# CLOAQ: Ensuring the Cloud Quantum Computer Runs Your Program… But Learns Nothing

By: Vivek Balachandran, Amal Raj

Conference: Blackhat
Year: 2026
Date: 2026-04-24

Tags: quantum-computing, secure-coding, software-security, cloud-pentesting


## Resources
- Conference Link: https://blackhat.com/asia-26/briefings/schedule/index.html#cloaq-ensuring-the-cloud-quantum-computer-runs-your-program-but-learns-nothing-50774



Quantum programs executed on cloud quantum computers expose three critical assets:

1) the input states, which may encode sensitive parameters or proprietary data;

2) the quantum circuit structure, which represents the designer's intellectual property; and

3) the quantum output, the high-value "gold nugget" produced by the computation — such as an RSA private key recovered by Shor's algorithm or the molecular structure of a breakthrough anti-aging drug.
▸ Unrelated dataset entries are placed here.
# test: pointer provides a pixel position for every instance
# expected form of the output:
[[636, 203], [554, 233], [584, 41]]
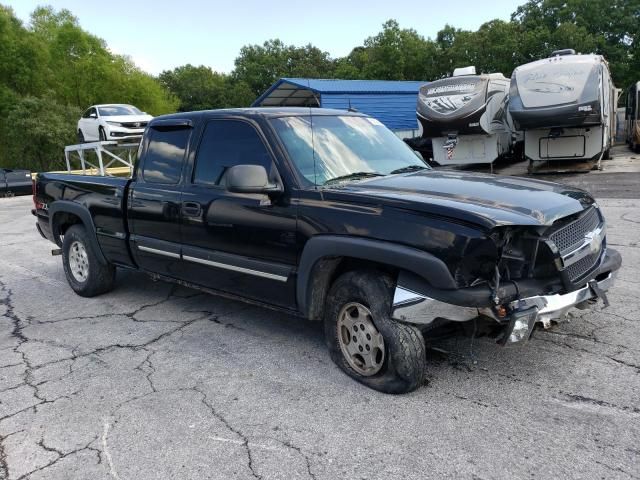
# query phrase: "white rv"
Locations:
[[466, 117], [565, 104], [631, 117]]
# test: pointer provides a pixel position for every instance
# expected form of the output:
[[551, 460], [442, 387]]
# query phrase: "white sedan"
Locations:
[[112, 122]]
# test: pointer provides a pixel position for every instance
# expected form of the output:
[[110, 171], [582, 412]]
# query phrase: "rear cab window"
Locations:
[[164, 155], [224, 144]]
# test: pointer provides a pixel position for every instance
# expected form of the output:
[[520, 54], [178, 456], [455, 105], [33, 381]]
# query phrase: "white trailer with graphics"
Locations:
[[466, 117], [565, 104]]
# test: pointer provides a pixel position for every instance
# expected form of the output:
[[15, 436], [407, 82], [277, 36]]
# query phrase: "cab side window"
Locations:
[[226, 143], [164, 156]]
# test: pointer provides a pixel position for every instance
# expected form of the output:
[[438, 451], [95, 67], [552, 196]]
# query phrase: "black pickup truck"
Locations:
[[15, 182], [328, 215]]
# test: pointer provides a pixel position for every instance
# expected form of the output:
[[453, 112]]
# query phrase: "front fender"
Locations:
[[399, 256]]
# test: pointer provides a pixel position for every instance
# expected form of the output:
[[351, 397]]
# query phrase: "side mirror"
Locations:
[[250, 179]]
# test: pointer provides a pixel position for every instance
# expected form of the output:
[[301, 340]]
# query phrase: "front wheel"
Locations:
[[86, 275], [365, 342]]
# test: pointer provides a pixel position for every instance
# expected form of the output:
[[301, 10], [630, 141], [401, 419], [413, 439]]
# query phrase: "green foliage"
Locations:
[[39, 129], [261, 65], [200, 88], [51, 70]]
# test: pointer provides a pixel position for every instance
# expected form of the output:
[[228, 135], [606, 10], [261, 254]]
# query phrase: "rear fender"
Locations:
[[65, 206]]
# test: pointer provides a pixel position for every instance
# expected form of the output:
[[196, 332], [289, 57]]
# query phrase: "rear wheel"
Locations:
[[85, 274], [365, 342]]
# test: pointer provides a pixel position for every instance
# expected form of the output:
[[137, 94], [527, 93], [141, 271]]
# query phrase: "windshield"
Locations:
[[346, 147], [112, 110]]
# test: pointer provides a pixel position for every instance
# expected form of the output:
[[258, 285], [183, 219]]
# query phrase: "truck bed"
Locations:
[[103, 197]]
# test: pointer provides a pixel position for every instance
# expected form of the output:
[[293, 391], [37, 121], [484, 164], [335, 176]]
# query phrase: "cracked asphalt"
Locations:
[[153, 381]]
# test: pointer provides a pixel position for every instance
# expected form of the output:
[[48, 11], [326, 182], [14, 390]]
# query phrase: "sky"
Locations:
[[161, 35]]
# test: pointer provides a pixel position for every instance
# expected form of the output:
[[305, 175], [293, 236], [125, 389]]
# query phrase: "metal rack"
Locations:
[[112, 157]]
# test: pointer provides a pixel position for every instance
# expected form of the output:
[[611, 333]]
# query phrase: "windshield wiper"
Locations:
[[353, 176], [408, 168]]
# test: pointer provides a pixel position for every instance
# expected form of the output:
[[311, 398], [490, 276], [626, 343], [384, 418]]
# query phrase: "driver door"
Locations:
[[243, 244]]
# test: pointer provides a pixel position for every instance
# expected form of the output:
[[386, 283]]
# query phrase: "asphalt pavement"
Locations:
[[153, 381]]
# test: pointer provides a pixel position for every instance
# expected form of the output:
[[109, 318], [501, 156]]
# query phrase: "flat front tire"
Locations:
[[86, 275], [365, 342]]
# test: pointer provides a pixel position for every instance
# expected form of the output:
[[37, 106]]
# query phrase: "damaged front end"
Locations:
[[517, 277]]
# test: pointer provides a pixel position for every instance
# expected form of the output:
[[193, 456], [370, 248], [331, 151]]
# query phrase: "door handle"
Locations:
[[191, 209]]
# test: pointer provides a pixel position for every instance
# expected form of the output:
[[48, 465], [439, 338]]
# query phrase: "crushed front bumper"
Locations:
[[523, 313]]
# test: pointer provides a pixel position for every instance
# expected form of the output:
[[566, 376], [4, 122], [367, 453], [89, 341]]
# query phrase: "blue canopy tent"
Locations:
[[391, 102]]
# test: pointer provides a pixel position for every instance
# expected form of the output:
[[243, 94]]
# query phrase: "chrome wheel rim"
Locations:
[[360, 342], [78, 262]]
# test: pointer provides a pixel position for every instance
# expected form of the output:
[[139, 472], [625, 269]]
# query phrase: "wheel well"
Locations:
[[327, 270], [62, 221]]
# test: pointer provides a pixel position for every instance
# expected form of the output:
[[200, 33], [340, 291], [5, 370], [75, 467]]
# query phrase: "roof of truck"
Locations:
[[261, 111]]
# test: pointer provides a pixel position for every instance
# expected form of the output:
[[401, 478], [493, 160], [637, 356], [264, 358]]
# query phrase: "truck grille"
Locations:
[[570, 236]]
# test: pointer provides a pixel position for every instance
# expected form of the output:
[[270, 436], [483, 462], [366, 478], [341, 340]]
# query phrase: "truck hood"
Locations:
[[487, 200]]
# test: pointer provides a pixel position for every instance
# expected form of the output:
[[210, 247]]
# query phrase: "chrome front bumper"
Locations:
[[416, 308]]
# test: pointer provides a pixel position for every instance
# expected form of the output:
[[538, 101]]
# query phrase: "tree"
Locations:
[[50, 70], [259, 66], [39, 128], [398, 54], [197, 88]]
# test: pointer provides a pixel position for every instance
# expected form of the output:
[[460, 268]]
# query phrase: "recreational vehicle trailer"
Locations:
[[565, 104], [465, 116], [631, 115]]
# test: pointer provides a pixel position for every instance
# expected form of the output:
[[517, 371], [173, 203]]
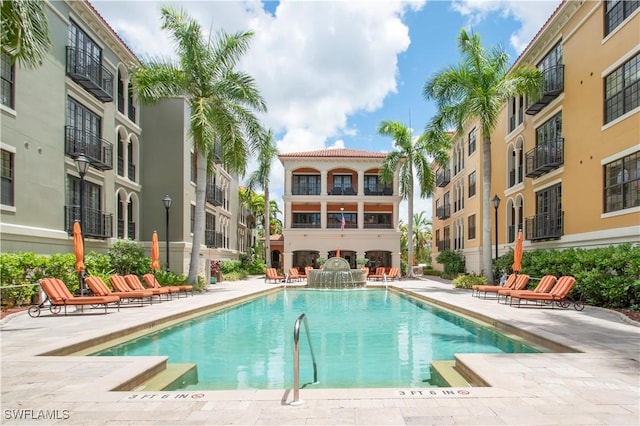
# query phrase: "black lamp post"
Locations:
[[82, 163], [496, 204], [167, 205]]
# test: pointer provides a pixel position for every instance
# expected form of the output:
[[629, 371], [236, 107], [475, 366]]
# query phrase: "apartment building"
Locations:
[[566, 166], [336, 204], [75, 146]]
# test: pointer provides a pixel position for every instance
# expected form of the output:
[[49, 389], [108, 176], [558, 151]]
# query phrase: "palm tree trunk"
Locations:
[[267, 226], [198, 220], [487, 264]]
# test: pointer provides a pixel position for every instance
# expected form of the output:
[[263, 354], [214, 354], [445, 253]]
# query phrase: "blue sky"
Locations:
[[330, 71]]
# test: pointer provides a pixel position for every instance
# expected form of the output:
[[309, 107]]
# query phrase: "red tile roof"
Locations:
[[334, 153]]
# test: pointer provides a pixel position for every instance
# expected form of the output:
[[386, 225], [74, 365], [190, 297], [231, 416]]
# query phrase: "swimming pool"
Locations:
[[361, 339]]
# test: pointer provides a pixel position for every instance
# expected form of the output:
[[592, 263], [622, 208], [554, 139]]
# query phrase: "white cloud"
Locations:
[[530, 14]]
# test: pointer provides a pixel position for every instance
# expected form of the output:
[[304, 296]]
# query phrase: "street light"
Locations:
[[167, 205], [496, 204], [82, 163]]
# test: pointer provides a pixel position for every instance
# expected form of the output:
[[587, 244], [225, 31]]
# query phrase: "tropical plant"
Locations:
[[411, 159], [477, 89], [24, 32], [222, 101], [267, 153]]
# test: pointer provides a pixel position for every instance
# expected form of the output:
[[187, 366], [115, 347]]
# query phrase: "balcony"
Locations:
[[443, 177], [552, 86], [443, 212], [304, 225], [89, 73], [213, 239], [97, 150], [305, 190], [214, 194], [95, 224], [337, 190], [544, 157], [545, 226]]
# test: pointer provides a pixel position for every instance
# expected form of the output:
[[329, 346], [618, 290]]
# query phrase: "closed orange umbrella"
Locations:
[[78, 246], [155, 252], [517, 254]]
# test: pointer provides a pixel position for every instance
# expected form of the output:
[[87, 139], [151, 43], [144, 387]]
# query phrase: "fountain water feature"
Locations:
[[336, 274]]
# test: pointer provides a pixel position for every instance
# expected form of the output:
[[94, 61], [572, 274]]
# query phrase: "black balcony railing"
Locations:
[[544, 157], [443, 177], [97, 150], [213, 239], [132, 111], [552, 86], [131, 172], [214, 194], [301, 225], [545, 226], [95, 223], [89, 73], [443, 212]]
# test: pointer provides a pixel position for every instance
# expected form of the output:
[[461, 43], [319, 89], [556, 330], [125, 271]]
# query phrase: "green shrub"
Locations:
[[127, 257], [467, 281], [453, 261]]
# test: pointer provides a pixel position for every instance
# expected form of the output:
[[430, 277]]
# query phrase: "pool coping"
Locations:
[[598, 385]]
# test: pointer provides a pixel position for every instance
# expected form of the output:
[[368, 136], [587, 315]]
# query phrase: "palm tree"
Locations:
[[267, 152], [25, 32], [412, 159], [477, 89], [222, 101]]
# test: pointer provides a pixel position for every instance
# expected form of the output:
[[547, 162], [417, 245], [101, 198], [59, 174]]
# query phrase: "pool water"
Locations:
[[361, 339]]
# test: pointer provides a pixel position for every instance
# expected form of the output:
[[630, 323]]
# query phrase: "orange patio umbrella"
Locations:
[[155, 252], [78, 250], [517, 254]]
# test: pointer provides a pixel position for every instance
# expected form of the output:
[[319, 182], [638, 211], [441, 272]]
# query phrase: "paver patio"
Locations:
[[598, 384]]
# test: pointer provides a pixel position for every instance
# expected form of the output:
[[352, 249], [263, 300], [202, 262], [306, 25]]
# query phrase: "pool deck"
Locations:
[[599, 384]]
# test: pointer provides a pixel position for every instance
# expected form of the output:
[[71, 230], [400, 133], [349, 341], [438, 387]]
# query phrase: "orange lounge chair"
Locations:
[[294, 274], [58, 295], [378, 274], [151, 282], [509, 284], [99, 288], [559, 295], [272, 275], [133, 282], [544, 286]]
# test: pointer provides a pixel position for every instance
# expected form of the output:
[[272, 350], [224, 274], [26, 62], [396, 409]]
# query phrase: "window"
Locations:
[[622, 90], [7, 76], [616, 11], [6, 187], [306, 185], [472, 227], [472, 184], [622, 183], [472, 141]]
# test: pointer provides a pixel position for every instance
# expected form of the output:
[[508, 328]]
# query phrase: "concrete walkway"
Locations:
[[597, 384]]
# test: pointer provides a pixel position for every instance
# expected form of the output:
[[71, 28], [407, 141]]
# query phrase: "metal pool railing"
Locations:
[[296, 358]]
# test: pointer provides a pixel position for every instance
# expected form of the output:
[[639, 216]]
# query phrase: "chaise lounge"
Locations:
[[58, 295]]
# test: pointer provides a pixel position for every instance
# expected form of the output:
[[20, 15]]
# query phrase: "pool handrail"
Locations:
[[296, 357]]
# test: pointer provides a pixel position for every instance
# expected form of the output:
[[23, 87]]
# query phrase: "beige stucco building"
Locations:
[[566, 167], [334, 201]]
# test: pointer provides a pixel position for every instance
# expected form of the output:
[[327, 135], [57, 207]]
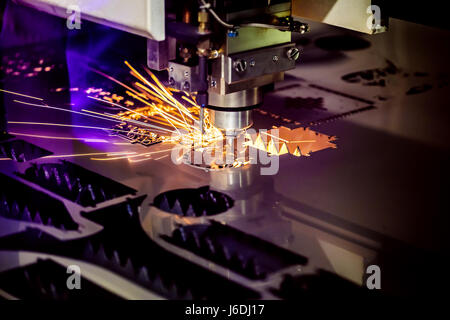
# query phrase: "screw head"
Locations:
[[240, 65], [293, 54]]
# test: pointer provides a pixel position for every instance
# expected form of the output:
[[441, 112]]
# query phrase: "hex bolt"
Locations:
[[240, 65], [293, 54]]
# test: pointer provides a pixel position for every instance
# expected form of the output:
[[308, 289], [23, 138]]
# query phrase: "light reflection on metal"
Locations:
[[298, 142]]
Our prior work, ObfusQate, protected quantum circuits by obfuscating their structure so that untrusted compilers cannot infer the algorithmic logic. In this work, we address the third and most valuable threat vector: quantum output theft. We will present a hybrid quantum-classical output-encryption mechanism in which carefully selected quantum gates are inserted before compilation to deliberately corrupt the measurement results that we call quantum encryption. Only the legitimate user — who holds a classical decryption key describing the inserted gates — can reconstruct the true output, classically without the need of a quantum computer.

Evaluated across five benchmark algorithms, our approach yields high statistical divergence (TVD > 0.5) and strong functional corruption, ensuring that cloud providers cannot learn the output even after running the circuit. The technique is practical, compiler-agnostic, and imposes minimal overhead, making it suitable for protecting quantum IP in untrusted cloud environments.